Watch these drones build a rope bridge that’s safe to walk on
While we all wait for Amazon – and, perhaps more importantly, takeaway pizza companies – to start delivering by drone, a group of researchers in Switzerland has programmed three drones to construct a rope bridge without any human help. Researchers from ETH Zurich and an architecture firm called Gramazio Kohler Research have chose to try something a bit different with two drones.
Machines have built numerous things we use on a daily basis, but scientists are working on a whole new aspect in this field using drones.
The project wasn’t without issue; researchers had to deal with the drone’s limited payload capacity. So, getting something like this to work over the river Kwai is going to take a bit more work, but I love the idea of (eventually) pulling a few flying robots out of a backpack and commanding them to make a bridge while I eat a sandwich and watch. Because the spools are motorized, the drones can control the tension on the rope they deploy as they fly. Except, this obstacle course is built from 120 meters of high specific-strength Dyneema rope.
In the video demonstration the drones were aided in their agile airborne navigation by the deployment of a motion capture system around the scaffolding. Algorithms are run on a computer and commands are then sent to the flying machines via a customized wireless infrastructure.

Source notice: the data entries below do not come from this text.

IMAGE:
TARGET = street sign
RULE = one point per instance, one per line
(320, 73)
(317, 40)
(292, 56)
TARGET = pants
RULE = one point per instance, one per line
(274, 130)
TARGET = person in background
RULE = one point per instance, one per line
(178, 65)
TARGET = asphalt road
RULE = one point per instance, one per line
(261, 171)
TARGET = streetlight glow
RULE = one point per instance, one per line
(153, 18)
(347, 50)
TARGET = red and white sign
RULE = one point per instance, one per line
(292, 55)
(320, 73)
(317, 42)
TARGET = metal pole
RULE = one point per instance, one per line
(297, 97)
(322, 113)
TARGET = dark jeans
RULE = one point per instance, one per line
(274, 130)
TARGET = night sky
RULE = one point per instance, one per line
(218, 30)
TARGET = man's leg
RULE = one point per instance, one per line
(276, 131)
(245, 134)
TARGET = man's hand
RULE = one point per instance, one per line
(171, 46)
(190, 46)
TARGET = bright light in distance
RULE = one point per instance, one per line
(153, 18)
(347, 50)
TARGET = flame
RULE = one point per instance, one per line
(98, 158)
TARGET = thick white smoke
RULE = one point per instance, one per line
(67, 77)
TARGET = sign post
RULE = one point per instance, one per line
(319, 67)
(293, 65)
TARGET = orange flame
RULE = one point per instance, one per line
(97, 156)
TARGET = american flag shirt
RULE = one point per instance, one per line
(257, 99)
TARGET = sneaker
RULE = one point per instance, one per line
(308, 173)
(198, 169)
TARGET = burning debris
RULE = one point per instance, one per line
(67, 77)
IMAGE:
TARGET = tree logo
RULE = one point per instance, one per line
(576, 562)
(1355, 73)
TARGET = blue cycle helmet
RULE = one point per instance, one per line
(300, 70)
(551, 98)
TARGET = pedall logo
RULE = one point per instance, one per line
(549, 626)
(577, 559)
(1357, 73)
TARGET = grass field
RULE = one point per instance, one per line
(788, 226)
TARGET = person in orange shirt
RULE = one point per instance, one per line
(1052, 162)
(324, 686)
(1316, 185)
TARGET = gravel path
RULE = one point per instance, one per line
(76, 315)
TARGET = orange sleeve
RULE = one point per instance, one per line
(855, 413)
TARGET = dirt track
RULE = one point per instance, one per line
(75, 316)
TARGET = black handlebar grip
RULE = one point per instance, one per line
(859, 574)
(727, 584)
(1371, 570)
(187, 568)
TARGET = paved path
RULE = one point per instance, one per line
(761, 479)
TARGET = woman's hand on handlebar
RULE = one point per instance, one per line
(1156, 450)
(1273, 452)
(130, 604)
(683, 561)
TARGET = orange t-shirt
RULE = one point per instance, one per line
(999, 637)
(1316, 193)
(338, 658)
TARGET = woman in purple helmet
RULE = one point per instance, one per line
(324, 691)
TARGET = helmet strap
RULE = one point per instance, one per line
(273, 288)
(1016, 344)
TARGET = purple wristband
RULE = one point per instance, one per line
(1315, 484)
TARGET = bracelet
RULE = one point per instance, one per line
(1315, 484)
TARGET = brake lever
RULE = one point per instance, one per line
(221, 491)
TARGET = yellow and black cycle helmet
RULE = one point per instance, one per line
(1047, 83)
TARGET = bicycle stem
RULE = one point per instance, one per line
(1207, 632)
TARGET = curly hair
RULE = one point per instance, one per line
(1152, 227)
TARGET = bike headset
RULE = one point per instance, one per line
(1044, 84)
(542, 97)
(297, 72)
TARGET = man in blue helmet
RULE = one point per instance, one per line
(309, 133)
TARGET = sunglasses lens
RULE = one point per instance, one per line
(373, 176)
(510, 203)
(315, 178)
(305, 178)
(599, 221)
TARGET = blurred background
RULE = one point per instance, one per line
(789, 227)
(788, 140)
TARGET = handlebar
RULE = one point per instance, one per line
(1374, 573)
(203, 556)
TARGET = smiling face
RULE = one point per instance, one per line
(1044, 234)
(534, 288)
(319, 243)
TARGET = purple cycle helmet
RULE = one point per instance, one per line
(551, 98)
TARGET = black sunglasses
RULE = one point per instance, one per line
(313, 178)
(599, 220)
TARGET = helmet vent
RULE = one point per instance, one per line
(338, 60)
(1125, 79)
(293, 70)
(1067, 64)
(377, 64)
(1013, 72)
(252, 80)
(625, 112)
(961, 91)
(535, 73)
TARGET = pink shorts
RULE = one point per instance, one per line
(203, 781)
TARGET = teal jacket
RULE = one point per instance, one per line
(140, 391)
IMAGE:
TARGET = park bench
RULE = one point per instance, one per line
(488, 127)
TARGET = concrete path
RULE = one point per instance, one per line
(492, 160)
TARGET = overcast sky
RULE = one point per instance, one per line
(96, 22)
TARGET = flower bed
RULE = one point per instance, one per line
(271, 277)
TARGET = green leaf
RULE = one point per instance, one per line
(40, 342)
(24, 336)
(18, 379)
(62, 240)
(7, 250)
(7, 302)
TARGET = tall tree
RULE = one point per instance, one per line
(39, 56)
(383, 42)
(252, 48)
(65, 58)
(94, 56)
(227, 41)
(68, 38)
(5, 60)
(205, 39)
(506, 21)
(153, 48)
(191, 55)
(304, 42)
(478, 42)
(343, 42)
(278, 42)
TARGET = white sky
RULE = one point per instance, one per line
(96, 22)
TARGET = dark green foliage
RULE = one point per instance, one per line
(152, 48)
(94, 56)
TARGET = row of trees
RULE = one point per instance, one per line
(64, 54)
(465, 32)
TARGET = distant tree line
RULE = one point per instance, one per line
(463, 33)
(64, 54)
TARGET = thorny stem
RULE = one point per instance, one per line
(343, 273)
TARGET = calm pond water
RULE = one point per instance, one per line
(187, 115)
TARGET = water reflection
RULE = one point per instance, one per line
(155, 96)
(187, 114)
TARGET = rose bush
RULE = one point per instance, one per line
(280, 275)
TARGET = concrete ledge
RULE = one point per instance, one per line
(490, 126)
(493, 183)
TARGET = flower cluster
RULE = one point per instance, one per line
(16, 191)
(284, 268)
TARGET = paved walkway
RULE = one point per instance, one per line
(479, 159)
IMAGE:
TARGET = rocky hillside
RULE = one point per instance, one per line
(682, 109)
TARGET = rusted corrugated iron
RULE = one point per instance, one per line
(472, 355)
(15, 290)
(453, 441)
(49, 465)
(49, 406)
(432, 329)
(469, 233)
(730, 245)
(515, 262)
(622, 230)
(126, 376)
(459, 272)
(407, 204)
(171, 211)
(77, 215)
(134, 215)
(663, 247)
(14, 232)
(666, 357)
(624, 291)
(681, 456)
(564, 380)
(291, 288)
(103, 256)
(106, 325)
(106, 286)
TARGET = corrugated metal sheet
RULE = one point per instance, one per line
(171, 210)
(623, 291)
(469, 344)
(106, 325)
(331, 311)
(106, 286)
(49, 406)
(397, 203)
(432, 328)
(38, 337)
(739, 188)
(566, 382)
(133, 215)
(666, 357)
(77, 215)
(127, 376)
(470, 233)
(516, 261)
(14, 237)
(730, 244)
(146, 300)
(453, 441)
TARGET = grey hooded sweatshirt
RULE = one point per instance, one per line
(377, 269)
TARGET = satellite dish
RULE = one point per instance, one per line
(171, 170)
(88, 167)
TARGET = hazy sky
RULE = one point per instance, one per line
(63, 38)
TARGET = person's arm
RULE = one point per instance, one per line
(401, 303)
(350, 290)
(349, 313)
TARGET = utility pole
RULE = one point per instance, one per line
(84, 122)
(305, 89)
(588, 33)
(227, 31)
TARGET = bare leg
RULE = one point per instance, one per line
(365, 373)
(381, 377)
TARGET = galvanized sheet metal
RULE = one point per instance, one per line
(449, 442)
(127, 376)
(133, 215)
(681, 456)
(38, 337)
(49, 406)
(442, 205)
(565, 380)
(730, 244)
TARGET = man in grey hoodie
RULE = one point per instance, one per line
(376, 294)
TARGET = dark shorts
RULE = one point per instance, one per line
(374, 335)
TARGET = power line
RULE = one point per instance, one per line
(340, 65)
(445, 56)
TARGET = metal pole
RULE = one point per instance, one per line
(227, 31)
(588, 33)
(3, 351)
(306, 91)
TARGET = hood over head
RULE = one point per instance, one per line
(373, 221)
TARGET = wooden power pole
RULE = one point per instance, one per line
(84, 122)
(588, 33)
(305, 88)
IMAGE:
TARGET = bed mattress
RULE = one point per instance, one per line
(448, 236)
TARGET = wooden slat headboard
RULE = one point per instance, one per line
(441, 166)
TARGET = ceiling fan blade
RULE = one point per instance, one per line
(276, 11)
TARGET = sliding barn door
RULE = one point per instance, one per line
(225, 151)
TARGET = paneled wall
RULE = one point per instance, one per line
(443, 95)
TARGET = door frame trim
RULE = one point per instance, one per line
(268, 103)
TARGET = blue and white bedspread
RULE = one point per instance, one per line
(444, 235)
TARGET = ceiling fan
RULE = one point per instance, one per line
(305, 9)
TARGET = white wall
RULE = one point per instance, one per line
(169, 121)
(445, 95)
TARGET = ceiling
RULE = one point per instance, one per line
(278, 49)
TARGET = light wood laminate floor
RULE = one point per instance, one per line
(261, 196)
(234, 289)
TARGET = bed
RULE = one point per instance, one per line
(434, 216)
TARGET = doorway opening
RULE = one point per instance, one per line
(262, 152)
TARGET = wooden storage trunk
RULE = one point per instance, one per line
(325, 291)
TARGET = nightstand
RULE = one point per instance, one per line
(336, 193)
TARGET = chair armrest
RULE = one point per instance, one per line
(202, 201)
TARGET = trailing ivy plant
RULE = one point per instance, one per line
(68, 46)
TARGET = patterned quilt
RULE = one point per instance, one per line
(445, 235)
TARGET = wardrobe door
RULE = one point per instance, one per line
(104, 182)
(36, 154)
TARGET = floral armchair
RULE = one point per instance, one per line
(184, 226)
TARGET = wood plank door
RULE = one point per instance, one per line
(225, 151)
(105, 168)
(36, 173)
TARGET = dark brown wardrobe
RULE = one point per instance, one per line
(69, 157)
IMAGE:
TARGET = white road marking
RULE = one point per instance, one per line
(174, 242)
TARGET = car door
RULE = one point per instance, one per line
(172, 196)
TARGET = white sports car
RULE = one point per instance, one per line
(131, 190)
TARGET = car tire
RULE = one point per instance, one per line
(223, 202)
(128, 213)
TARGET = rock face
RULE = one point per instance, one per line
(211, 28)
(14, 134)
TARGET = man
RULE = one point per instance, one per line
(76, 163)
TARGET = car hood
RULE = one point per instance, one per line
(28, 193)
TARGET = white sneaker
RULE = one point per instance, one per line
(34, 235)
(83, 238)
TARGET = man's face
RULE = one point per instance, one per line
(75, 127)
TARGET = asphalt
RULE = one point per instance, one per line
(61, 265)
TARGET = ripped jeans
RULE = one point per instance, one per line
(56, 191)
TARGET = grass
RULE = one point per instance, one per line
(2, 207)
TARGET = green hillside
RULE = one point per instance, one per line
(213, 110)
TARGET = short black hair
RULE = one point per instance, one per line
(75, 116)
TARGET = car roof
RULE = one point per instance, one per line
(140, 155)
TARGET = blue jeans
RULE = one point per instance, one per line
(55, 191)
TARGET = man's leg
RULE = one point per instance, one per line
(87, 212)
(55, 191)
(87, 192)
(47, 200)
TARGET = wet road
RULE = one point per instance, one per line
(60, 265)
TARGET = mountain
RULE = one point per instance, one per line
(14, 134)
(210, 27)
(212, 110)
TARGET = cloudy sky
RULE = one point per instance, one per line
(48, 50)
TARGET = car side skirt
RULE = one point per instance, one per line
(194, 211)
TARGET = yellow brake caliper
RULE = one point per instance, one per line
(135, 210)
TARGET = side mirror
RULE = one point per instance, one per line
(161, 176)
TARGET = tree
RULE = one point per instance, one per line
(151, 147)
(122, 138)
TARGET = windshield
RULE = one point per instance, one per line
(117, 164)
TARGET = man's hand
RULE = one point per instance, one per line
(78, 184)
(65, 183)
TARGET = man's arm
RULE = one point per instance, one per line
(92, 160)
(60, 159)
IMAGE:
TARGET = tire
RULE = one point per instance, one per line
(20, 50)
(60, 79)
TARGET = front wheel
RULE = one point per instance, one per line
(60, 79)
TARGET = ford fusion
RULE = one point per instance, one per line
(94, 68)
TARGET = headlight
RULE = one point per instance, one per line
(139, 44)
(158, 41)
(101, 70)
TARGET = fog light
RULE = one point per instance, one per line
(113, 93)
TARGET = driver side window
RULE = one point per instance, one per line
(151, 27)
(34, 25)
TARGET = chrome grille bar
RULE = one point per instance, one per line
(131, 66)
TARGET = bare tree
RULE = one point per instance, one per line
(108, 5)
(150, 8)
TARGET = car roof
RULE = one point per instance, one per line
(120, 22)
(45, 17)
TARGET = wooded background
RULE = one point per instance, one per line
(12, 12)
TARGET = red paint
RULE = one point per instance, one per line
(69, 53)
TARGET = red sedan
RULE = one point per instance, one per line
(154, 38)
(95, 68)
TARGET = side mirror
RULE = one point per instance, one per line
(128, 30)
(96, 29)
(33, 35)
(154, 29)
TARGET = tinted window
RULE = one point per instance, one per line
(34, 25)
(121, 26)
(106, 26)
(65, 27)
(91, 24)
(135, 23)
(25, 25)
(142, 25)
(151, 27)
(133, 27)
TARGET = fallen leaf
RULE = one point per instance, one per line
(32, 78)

The rope bridge acts as a demonstrator, showing for the first time that small flying machines are capable of autonomously realizing load-bearing structures at full-scale and proceeding a step further towards real-world scenarios. After feeding in this information into the system, the two drones were able to jump into action and go about the process of building out the rope bridge in tandem, completely unassisted.
It’s both an exciting and frightening time for drone advancements.